O diplomata marroquino Fouad Yazourh apresentou, no evento World In Progress (WIP) em Barcelona, uma nova hoja de ruta para a região do Sahel. O plano destaca a necessidade de cooperação regional e o desenvolvimento como chave para a estabilização, além de rejeitar intervenções militares.

Yazourh, que é diretor geral de Assuntos Políticos Internacionais no Ministério de Relações Exteriores de Marrocos, enfatizou que o país está alinhado com Espanha e Estados Unidos nesse esforço. Ele afirmou que a única solução para a crise no Sahel é o desenvolvimento econômico e social, e não ações militares, que, segundo ele, não trouxeram resultados positivos.

O diplomata também abordou a questão da imigração irregular, informando que em 2024 foram abortados mais de 70 mil tentativas de entrada ilegal em Marrocos. Além disso, 18 mil pessoas foram resgatadas no mar, e 6 mil conseguiram retornar voluntariamente a seus países de origem. Yazourh ressaltou a importância de tratar os imigrantes como vítimas e os traficantes como criminosos.
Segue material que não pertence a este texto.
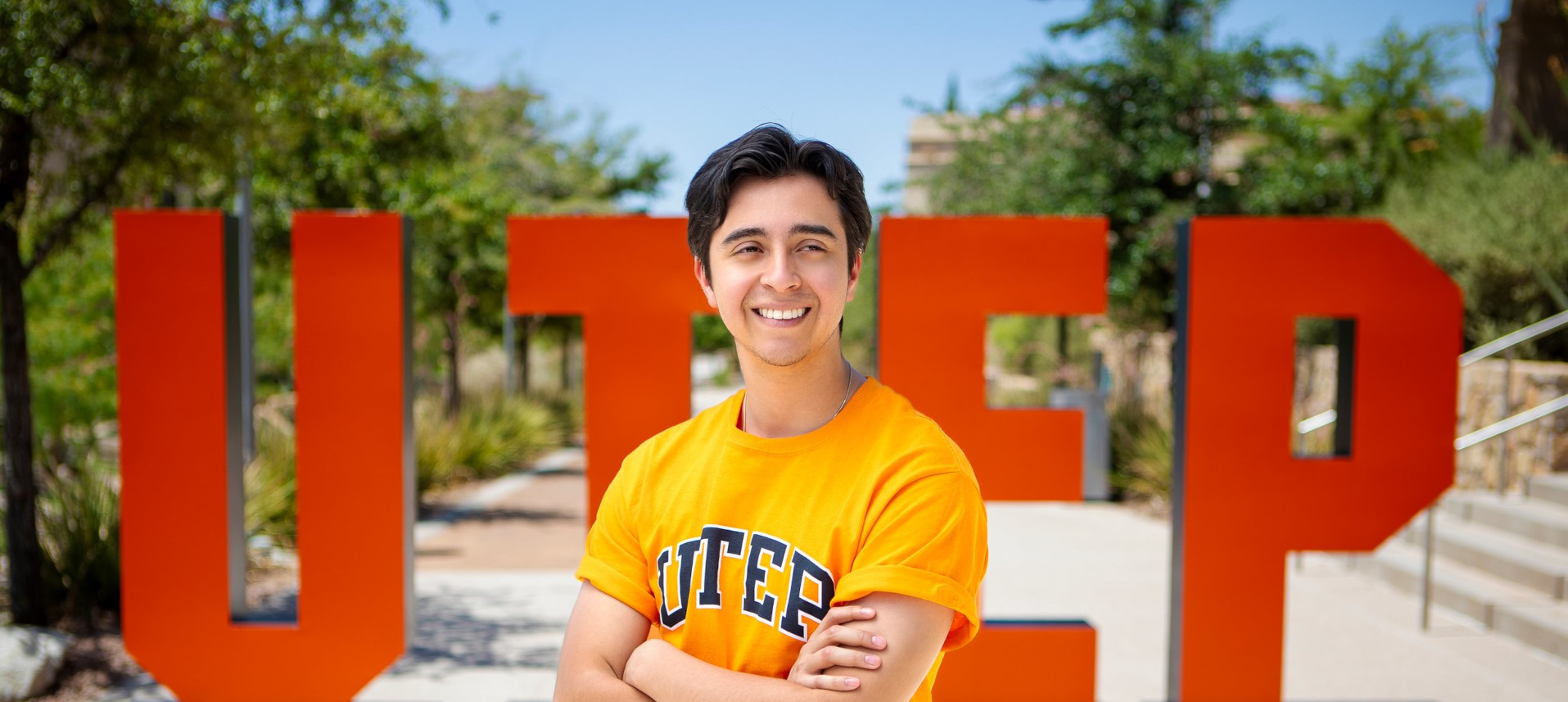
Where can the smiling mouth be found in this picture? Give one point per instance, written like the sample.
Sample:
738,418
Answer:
781,315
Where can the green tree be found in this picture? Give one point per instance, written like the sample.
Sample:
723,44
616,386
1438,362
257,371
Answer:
1358,130
1170,125
1498,228
512,156
113,101
1123,135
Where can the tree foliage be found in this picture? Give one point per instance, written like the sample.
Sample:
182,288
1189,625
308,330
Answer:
1162,127
1120,135
319,106
1499,229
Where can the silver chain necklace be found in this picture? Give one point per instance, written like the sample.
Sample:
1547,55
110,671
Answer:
848,384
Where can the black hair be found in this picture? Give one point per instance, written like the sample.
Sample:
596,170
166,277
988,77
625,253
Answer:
772,152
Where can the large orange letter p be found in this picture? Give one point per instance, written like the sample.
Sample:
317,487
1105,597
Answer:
1242,500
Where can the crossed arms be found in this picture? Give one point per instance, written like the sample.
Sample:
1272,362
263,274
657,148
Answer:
608,657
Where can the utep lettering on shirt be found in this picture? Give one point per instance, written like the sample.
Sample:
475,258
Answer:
757,555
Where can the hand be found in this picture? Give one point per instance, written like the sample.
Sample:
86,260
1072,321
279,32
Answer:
829,646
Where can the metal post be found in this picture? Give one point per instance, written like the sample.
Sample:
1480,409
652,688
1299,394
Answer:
1426,574
243,207
1507,411
508,342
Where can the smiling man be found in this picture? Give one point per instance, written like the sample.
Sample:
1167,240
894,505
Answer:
812,537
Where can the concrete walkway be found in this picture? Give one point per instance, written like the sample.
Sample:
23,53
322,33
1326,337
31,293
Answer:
495,590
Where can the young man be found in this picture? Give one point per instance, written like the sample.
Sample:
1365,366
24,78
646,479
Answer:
810,538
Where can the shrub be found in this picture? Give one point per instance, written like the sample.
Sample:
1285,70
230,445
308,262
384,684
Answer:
1141,456
79,530
491,436
1498,228
270,485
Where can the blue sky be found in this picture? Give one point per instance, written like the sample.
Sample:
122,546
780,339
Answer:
694,74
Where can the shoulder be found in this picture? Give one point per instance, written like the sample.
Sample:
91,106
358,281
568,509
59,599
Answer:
908,439
700,432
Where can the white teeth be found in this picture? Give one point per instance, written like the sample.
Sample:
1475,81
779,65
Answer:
781,314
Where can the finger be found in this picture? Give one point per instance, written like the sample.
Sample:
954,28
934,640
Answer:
847,613
834,655
833,682
839,635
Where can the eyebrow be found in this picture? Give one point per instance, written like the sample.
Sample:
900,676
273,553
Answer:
743,233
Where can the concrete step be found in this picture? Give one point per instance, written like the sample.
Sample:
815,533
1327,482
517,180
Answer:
1498,605
1539,521
1498,554
1549,487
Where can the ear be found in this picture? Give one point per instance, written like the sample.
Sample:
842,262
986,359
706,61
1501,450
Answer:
703,281
855,274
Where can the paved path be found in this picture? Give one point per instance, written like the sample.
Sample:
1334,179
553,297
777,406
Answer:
495,590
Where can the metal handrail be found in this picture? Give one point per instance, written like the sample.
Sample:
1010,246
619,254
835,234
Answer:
1492,348
1511,423
1509,341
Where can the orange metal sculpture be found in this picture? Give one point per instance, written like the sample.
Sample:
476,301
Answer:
940,281
1242,500
630,281
353,466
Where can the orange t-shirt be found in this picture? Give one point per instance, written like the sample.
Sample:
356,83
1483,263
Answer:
736,546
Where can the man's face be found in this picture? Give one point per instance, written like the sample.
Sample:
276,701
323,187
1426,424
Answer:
779,269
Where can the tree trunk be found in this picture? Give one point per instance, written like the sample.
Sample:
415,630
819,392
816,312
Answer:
1530,102
454,391
20,487
524,342
567,358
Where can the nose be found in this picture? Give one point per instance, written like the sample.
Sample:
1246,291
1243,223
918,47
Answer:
781,273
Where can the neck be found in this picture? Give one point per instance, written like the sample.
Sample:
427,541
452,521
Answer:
784,401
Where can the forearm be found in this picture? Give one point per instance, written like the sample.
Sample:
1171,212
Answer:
668,674
593,685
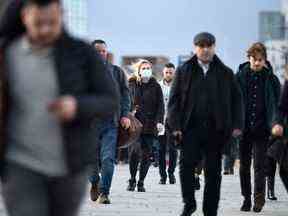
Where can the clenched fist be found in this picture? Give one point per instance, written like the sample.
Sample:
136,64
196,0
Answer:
64,108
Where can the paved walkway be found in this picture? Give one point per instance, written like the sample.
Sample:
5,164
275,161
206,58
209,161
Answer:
165,200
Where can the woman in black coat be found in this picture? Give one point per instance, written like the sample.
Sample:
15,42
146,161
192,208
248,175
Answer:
148,106
278,130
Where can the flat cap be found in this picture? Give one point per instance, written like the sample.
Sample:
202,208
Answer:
204,38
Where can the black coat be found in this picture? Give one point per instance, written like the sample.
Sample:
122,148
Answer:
81,73
272,90
226,96
147,100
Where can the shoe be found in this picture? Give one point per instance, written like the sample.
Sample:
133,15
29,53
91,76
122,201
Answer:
271,195
156,164
259,202
257,209
131,185
246,206
189,209
103,199
140,186
172,179
226,172
197,183
162,181
94,191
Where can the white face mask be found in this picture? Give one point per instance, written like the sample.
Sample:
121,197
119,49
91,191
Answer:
147,73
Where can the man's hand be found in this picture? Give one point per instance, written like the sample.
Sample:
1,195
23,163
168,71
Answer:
64,108
178,136
277,130
160,127
125,123
236,133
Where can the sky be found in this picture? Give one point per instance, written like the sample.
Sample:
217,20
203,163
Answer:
167,27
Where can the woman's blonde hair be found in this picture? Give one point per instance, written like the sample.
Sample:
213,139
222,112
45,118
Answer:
137,66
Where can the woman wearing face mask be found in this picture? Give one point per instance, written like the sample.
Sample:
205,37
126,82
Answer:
148,106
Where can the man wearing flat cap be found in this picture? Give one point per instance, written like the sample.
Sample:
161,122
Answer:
205,109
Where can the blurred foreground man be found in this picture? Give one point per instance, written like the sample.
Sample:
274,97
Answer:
108,132
205,109
52,87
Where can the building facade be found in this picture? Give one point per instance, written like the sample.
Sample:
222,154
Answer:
277,51
271,26
76,17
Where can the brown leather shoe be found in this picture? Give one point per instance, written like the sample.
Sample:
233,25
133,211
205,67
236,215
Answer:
94,192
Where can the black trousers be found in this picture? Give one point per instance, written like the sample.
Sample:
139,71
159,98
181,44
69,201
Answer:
271,171
284,177
165,142
253,147
201,143
141,155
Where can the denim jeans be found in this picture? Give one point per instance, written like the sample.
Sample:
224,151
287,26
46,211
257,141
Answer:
165,142
141,156
107,148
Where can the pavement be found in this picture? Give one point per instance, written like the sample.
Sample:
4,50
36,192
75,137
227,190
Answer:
165,200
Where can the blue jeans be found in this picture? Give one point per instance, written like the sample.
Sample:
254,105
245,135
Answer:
108,133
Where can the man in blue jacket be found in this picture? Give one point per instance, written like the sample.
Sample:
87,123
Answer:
53,87
108,131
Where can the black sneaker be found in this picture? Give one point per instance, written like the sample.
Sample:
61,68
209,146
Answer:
162,181
131,185
257,209
103,199
172,179
197,183
140,186
94,191
246,206
189,209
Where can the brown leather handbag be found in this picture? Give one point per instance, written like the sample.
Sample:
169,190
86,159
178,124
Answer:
129,136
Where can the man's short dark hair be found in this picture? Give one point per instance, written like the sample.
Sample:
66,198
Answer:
41,3
98,41
170,65
257,49
204,39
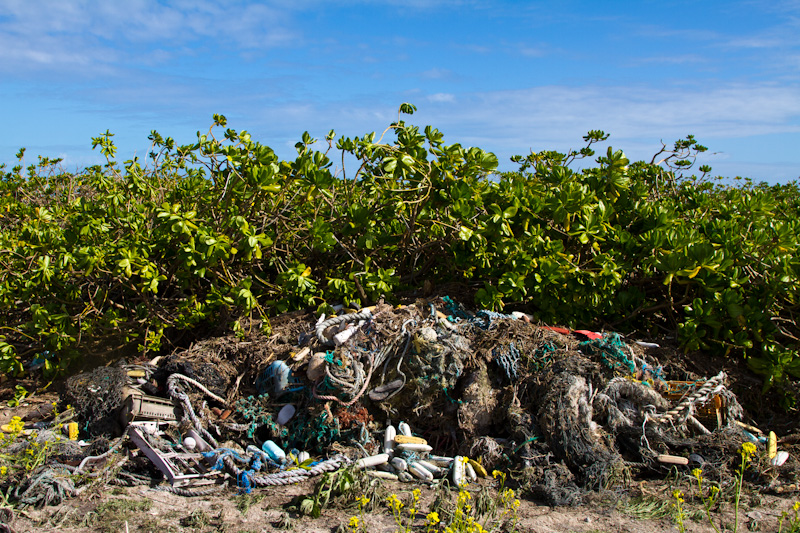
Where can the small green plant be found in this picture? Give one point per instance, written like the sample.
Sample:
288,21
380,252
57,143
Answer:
356,523
794,520
339,483
709,498
746,453
680,516
245,501
20,393
111,516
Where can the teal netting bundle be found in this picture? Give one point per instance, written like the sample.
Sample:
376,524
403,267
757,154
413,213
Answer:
485,319
610,348
543,355
455,311
256,413
314,432
508,359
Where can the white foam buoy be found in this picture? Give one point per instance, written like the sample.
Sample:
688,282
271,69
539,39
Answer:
459,479
374,460
470,472
388,439
286,414
430,467
382,475
422,473
316,366
780,458
399,464
274,451
438,460
413,447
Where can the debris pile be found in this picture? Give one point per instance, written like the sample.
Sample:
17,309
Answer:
568,411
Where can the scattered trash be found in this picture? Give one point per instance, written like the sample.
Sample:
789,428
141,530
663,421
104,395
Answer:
569,410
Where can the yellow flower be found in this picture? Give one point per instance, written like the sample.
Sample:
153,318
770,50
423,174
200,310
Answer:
16,425
394,502
748,449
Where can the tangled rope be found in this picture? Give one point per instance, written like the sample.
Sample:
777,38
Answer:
189,493
247,478
365,314
685,408
50,487
188,411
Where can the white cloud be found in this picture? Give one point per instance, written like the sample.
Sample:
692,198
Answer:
64,35
442,97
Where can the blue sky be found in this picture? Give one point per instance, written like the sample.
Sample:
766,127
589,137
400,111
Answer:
509,77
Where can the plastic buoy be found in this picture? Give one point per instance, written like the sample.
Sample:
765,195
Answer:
438,460
405,439
388,439
772,444
479,469
470,472
413,448
374,460
383,475
399,464
274,451
430,467
673,460
422,473
316,366
286,414
458,472
779,458
72,430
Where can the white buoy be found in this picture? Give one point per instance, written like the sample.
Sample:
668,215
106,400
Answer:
374,460
430,467
459,479
399,464
422,473
388,439
286,414
780,458
470,472
382,475
419,448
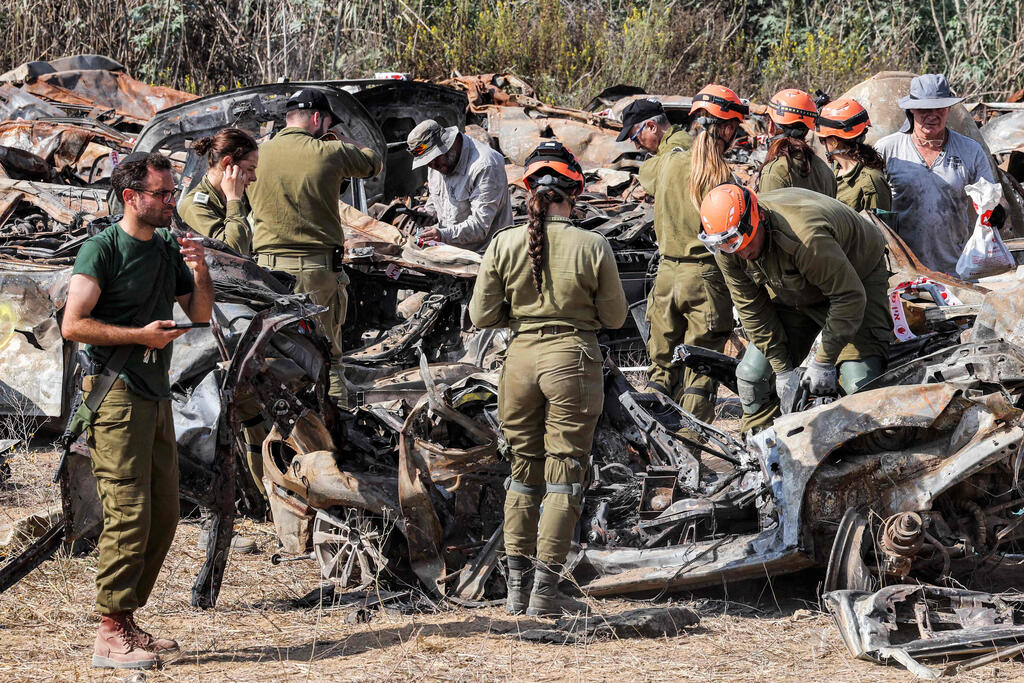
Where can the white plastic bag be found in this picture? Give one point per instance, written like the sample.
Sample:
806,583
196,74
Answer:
984,253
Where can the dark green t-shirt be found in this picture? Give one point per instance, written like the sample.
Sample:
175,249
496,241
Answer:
126,269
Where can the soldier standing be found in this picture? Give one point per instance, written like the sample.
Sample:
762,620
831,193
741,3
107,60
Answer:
553,285
797,263
217,206
120,301
791,162
296,221
689,302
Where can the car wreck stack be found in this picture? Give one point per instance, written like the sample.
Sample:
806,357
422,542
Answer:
914,479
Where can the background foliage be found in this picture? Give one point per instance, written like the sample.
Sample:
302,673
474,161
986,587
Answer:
567,49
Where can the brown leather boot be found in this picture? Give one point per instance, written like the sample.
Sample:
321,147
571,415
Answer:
119,647
158,645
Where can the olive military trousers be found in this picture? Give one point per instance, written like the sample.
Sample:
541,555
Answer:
689,304
550,396
135,461
859,361
255,432
313,275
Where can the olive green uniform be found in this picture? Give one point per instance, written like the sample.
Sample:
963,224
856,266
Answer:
297,225
550,393
205,210
777,174
821,269
863,188
131,440
689,302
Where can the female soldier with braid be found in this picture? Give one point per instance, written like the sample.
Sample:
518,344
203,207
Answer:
217,206
553,285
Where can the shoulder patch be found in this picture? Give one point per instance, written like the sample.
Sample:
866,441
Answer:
505,229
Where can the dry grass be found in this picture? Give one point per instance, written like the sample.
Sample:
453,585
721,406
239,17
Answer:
255,634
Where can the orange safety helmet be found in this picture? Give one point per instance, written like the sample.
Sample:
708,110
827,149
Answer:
792,107
844,118
729,218
720,102
552,165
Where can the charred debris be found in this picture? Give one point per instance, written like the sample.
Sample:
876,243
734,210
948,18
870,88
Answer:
903,493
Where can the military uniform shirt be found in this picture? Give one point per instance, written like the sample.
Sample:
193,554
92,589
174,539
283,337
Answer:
777,174
863,188
581,283
295,196
126,269
205,210
815,257
667,176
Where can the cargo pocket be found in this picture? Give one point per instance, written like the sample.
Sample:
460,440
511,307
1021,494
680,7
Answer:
718,301
589,376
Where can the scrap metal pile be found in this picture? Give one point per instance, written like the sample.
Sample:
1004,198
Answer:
901,492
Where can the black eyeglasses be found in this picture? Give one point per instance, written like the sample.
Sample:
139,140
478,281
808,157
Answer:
165,196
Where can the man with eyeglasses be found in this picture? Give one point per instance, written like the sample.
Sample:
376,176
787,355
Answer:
798,263
120,304
467,186
296,220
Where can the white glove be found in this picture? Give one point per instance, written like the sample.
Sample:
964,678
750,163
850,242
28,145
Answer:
821,379
781,379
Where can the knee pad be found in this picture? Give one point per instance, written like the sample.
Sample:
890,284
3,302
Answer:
855,374
523,488
754,381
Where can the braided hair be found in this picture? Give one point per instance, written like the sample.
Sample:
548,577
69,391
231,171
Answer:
793,146
553,175
537,211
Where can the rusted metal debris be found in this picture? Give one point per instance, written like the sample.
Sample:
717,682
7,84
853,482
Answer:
930,630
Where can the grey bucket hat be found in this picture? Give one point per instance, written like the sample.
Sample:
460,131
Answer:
929,92
428,141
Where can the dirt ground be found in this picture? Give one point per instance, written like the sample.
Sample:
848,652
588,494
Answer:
767,630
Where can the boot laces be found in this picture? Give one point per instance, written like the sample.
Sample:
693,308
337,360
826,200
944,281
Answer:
141,635
125,628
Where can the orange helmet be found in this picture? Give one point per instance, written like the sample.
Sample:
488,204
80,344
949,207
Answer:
719,101
729,218
552,165
844,118
792,107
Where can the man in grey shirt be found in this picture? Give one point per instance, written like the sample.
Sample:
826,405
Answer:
929,166
467,185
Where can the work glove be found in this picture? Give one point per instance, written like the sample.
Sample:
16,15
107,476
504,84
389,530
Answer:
781,380
821,379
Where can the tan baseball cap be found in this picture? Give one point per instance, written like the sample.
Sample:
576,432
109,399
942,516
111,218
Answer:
429,140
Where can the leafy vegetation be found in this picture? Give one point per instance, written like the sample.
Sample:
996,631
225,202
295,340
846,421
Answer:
567,49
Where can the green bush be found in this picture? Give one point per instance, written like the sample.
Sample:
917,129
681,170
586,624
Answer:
567,49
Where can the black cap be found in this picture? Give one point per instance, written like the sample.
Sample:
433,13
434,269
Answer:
637,112
314,100
133,157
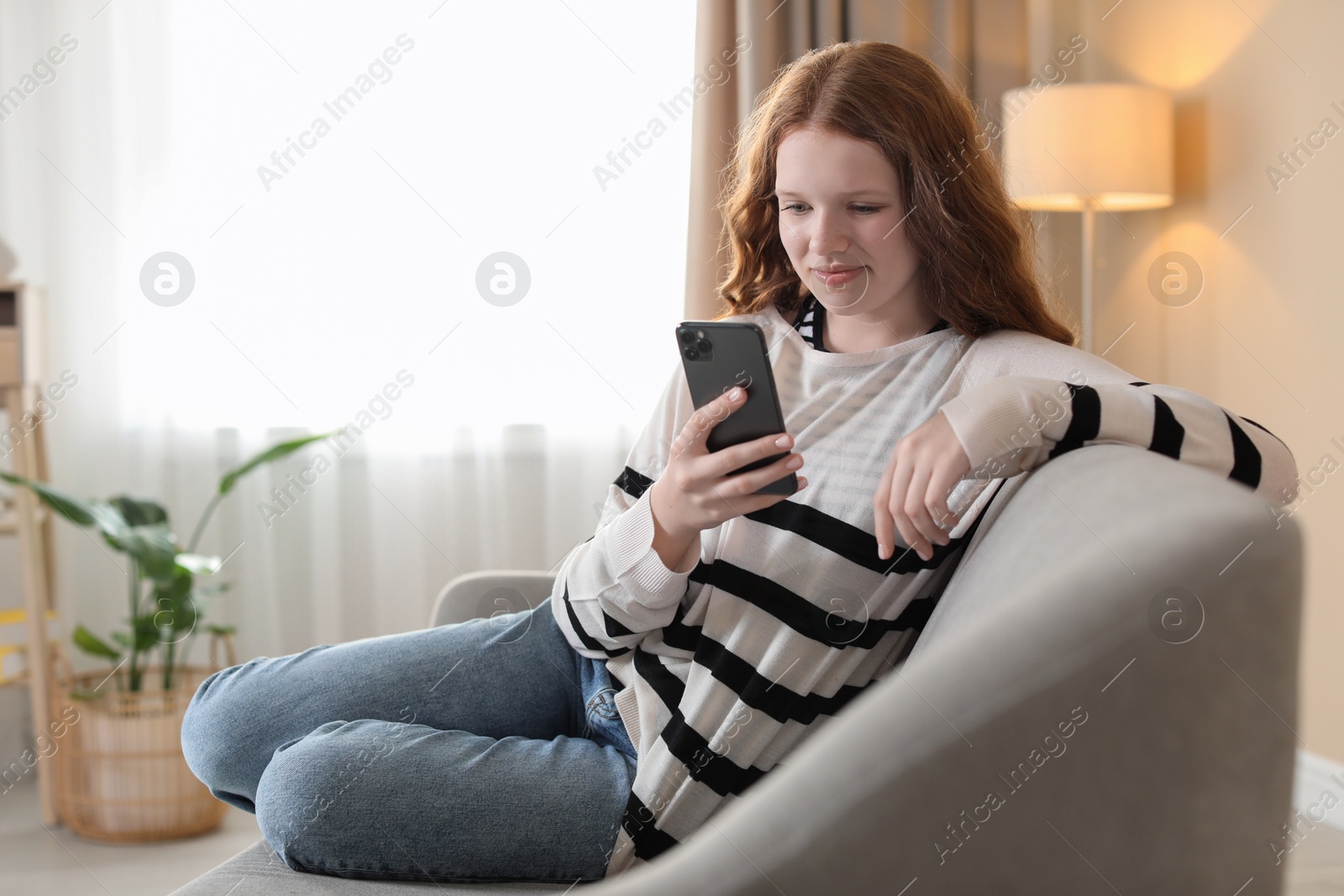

Parceria Energética e Comércio

Um dos pontos centrais do plano é a construção do gasoduto Lagos-Marrakech, que permitirá a eletrificação de 14 países africanos. Essa infraestrutura é vista como um motor para o desenvolvimento social e empresarial na região. Yazourh também destacou a importância de facilitar o acesso ao mar para os países do Sahel interior, melhorando assim sua capacidade comercial.

O diplomata concluiu que o momento atual é favorável para as relações entre Marrocos e Espanha, destacando a necessidade de um diálogo sereno e fundamentado em princípios claros. A abordagem marroquina para o Sahel é uma tentativa de consolidar sua posição de liderança na África e promover uma cooperação mais eficaz entre os países da região.